Train fp recognition network ---> Train ap recognition network ---
                                                                  |      Train policy network 
                                                                  |--->  with well-trained ap
                                                                  |      recognition network
                          Pre-train fp policy backbone network ---

where fp stands for full precision and ap stands for any precision.

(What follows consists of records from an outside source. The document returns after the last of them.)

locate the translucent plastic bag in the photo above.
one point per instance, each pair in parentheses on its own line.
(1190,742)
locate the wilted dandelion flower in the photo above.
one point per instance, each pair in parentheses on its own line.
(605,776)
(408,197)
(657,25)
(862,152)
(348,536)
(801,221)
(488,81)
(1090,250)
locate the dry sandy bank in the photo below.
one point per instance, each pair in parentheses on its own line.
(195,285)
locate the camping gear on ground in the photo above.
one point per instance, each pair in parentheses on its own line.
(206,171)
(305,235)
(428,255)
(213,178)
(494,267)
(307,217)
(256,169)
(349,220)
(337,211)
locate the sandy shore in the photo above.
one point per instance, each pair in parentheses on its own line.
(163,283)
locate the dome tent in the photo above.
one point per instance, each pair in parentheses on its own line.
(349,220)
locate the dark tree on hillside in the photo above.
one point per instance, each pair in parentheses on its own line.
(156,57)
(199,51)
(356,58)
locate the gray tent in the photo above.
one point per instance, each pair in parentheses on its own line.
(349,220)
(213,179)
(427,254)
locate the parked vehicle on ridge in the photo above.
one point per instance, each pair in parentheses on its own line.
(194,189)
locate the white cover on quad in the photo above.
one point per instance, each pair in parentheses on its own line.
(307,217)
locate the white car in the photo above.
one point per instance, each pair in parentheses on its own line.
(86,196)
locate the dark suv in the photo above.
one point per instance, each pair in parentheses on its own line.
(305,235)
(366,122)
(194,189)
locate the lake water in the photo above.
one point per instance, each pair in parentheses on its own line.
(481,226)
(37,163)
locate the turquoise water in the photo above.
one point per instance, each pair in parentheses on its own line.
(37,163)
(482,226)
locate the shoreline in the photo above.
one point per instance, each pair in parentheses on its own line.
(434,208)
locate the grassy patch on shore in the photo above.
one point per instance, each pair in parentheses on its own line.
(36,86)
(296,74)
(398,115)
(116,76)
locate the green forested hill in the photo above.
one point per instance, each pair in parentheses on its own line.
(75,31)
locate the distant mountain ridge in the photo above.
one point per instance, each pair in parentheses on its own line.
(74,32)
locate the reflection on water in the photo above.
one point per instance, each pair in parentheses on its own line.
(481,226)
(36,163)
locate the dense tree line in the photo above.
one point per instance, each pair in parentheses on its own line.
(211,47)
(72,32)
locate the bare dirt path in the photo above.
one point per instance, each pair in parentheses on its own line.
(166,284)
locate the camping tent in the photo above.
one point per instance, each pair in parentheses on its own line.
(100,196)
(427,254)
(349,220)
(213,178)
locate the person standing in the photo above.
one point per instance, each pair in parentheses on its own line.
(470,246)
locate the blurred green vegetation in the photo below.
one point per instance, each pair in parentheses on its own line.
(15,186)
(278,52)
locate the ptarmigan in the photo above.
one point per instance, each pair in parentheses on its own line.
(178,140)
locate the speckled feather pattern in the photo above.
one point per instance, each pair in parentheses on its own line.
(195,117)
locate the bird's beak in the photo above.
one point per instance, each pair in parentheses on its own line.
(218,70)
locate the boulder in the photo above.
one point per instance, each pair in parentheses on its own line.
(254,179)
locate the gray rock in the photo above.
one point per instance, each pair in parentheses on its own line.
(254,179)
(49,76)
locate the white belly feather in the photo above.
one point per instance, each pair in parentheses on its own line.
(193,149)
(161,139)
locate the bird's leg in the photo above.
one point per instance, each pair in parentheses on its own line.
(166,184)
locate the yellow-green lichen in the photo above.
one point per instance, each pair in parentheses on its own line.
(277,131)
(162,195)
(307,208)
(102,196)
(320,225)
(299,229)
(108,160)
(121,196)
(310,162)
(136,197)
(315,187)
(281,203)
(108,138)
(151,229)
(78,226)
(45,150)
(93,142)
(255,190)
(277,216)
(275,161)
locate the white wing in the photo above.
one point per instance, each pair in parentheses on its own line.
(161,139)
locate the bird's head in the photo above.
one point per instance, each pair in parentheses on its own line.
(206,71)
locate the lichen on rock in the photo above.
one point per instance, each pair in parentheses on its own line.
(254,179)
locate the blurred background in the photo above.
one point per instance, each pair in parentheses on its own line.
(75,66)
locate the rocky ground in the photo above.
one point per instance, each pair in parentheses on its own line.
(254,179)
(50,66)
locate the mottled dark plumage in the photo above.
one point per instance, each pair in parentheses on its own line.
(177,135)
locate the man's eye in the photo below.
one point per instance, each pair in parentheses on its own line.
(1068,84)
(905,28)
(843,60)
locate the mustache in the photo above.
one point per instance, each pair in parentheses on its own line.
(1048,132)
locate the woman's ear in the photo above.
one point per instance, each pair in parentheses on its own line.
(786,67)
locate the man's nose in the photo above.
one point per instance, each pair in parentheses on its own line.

Here are the command for each step.

Train fp video recognition network

python train_dist.py --dataset activitynet --frames_per_group 1 --groups 16 --logdir <log_dir_path> \
 --lr 0.01 --backbone_net resnet -d 50 -b 72 -j 36 --without_t_stride --disable_scaleup --epochs 100 \ 
 --multiprocessing-distributed --auto_resume --use_lmdb  --datadir <dataset_path> \

Train ap video recognition network

python train_dist_ap.py --dataset activitynet --q_init 2 --backbone_net resnet_pact_ap -d 50 -b 72 -j 36 \ 
--logdir <log_dir_path> --lr 0.01 --epochs 100 --w_bit_width_family 32 4 2 \ 
--a_bit_width_family 32 4 2 --switch_bn --switch_clipval --frames_per_group 1 --groups 16 \ 
--imagenet_path <fp checkpoint path> --auto_resume --is_32fp  --q_lr 0.1 0.1 0.01  \ 
--loss_type KD_CE --q_weight-decay 5e-4 5e-4 6e-2 --multiprocessing-distributed --without_t_stride --disable_scaleup  \ 
--datadir <dataset_path> \

Train fp policy backbone

python train_dist.py --dataset activitynet --backbone_net mobilenet_v2 -b 72 -j 16 \
--logdir <log_dir_path> --lr 0.01 --epochs 100  --frames_per_group 1 --groups 16 \
--multiprocessing-distributed --without_t_stride --disable_scaleup --auto_resume --datadir <dataset_path> \

Train policy network with well-trained ap recognition network

python train_dist_ada.py --dataset activitynet --q_init 4 --backbone_net resnet_videoiq \
-d 50 -b 72 -j 16 --logdir <log_dir_path> --lr 0.0001 --epochs 50 --bit_width_family 4 2 \
--switch_bn --switch_clipval --use_lmdb --frames_per_group 1 --groups 16 --loss_type KD_CE --q_weight-decay 0.0005 0.005 \
--multiprocessing-distributed --without_t_stride --disable_scaleup --p_lr 0.01 --efficient --balanced --efficient_w 0.16 \
--balanced_w 1 --resnet_imagenet_path <fp_recognition_network_path> \
--mobilenet_imagenet_path <mb_net_path> --p_epochs 50 --prefix e1b1_new --use_fp_as_bb \
--is_32fp --auto_resume --is_policy_pred --datadir <dataset_path> \

Note: The commands above use the dataset saved in the frame form.
In our experiments, we use lmdb form dataset. We provide tools/create_lmdb.py to convert the dataset into lmdb.
Specifying --use_lmdb allows training and test with lmdb form dataset.